FIngerPrint Similarity

Hi,

Thanks for all these extra chemistry nodes!

 

Please can you add an extra feature to the "FingerPrint Similarity" node. It would be good to allow the second port to accept more than one template fingerprint and then in the dialog box there is the option of comparing the first port fingerprints with all the second port fingerprints are returning back either the average similarity, the maximum similarity to one of the fingerprints, or the minimum similarity to one of the fingerprints.

Thanks

Simon.

Simon,

Thank you for the suggestion, it sounds completely reasonable. We have added this extra feature, and it will be available tomorrow with the next nightly build of Indigo nodes.

Regards,

Dmitry Pavlov
GGA Software Services LLC

Absolutely brilliant, these new features are really useful. Just been trying out and works great.

Thanks,

Simon.

Hi Simon, Hi Dmitry,
What are the differences between this indigo FP node and the Tanimoto FP distance from Tripos?

Regards,
B

Hi Dmitry,

I would have really prefered to have the 'Aggregation type' as an option ('Checkbox'). What if I want to get the exact similarity value (not min, max or aver) between a reference molecule and several molecules in a database?

Thanks,

M.

sisaym: if you need to get the exact similarity value between a reference molecule and several molecules in a database, you just pass the single reference fingerprint into the second input port. The aggregation type does not matter in that case: each of the "database" molecules will have its own (single) similarity value.

 

Best regards,

Dmitry

BJFR: I can not say exactly what is the difference (if any), because I do not have Tripos nodes. I just have tried to download and install them, but it does not work and prints error messages 

ERROR  RepositoryManager  Node com.tripos.knime.chem.node.moleculevalidator' from plugin 'com.tripos.knime.plugin.core' could not be created.
ERROR  RepositoryManager  Node com.tripos.knime.chem.node.moleculeparser' from plugin 'com.tripos.knime.plugin.core' could not be created.
ERROR  SMILES Reader  Execute failed: Could not initialize class com.tripos.common.ct.Translator

Anyway: while our Fingerprint Similarity node functionality may be the same as the Trpos' one, the Indigo fingerprints are different from Tripos'.

 

Best regards,

Dmitry

Thank you, how about if I have more than one reference molecule? It would be great if a column for each reference molecule is passed onto the output table (as a default or an option). The 'Aggregation type' is simpler to use but it would also be nice to have individual similarity values for later use. By the way, could you also add K-NN or Centroid options in the 'Aggregation type'.

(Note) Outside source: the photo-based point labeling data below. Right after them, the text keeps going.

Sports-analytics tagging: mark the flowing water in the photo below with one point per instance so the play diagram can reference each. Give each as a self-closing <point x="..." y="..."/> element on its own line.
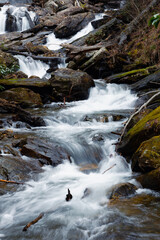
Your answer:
<point x="54" y="43"/>
<point x="33" y="67"/>
<point x="23" y="18"/>
<point x="82" y="129"/>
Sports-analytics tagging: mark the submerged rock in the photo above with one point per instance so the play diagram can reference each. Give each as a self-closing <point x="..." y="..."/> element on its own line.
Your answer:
<point x="128" y="77"/>
<point x="122" y="190"/>
<point x="150" y="180"/>
<point x="145" y="129"/>
<point x="151" y="81"/>
<point x="21" y="115"/>
<point x="23" y="96"/>
<point x="47" y="153"/>
<point x="72" y="24"/>
<point x="70" y="84"/>
<point x="147" y="156"/>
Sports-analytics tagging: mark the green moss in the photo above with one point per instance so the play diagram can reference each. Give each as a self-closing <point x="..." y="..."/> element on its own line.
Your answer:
<point x="148" y="121"/>
<point x="4" y="70"/>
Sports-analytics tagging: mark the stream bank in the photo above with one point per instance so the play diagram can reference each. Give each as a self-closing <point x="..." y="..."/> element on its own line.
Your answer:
<point x="63" y="143"/>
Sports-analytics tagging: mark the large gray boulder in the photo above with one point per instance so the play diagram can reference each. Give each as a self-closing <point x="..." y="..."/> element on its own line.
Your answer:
<point x="70" y="84"/>
<point x="72" y="24"/>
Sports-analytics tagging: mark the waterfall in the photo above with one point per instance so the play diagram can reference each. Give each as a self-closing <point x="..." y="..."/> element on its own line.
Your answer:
<point x="16" y="19"/>
<point x="82" y="218"/>
<point x="33" y="67"/>
<point x="54" y="43"/>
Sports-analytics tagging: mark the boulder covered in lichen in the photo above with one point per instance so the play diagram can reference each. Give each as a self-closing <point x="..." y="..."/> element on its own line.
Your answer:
<point x="146" y="128"/>
<point x="147" y="156"/>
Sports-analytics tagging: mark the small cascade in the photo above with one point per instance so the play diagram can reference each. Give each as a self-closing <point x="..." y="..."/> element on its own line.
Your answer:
<point x="16" y="19"/>
<point x="33" y="67"/>
<point x="54" y="43"/>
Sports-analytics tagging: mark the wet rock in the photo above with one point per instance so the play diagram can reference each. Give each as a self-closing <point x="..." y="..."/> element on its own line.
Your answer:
<point x="37" y="49"/>
<point x="72" y="24"/>
<point x="96" y="36"/>
<point x="23" y="96"/>
<point x="150" y="180"/>
<point x="145" y="129"/>
<point x="145" y="95"/>
<point x="73" y="85"/>
<point x="122" y="190"/>
<point x="86" y="193"/>
<point x="16" y="169"/>
<point x="46" y="153"/>
<point x="16" y="75"/>
<point x="128" y="77"/>
<point x="98" y="138"/>
<point x="7" y="59"/>
<point x="147" y="156"/>
<point x="11" y="22"/>
<point x="70" y="11"/>
<point x="51" y="5"/>
<point x="151" y="81"/>
<point x="98" y="23"/>
<point x="26" y="117"/>
<point x="21" y="115"/>
<point x="96" y="65"/>
<point x="41" y="86"/>
<point x="138" y="117"/>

Thanks again for the help!!

M.

Dmitry,
I got these one as well. Looks liké the node is quite sensible to formats even coming from symyx SDF reader nodes would not make it!
The work around I found is as follow:

  • go from the format yo have to smiles
  • inject the smiles in the unity FP node and then into the tanimoto dist node
    Note that the CDK FP, the RDK FP are accepted in the tripos tanimoto distance node.

Regards,
Bruno

Hi M,

You can get similarity values per individual fingerprint by using the Distance Matrix Calculator in KNIME under Distance Matrix. It will put all the values in one column separated by a comma, but you can split this to individual columns using the Cell Splitter node.

Hope this helps

Simon.

sisaym: Does the "Distance Matrix Calculator" node that Simon suggested work for you here?

As for K-NN and Centroid options: it seems that you are suggesting to perform K-means or K-NN clusterization of the input set of molecules, with reference molecules forming the clusters, right? It yes, then I would say that this task is a bit out of Indigo's scope, which is organic chemistry. KNIME has its own nodes for clusterization, are not they sufficient for that? If we can do anything to pass the data to KNIME's own nodes in more convenient way, then of course we will be happy to do that. What are your thoughts?

 

Best regards,

Dmitry

Hi,

How can I convert the Distance Matrix column to something the Cell Splitter node can handle?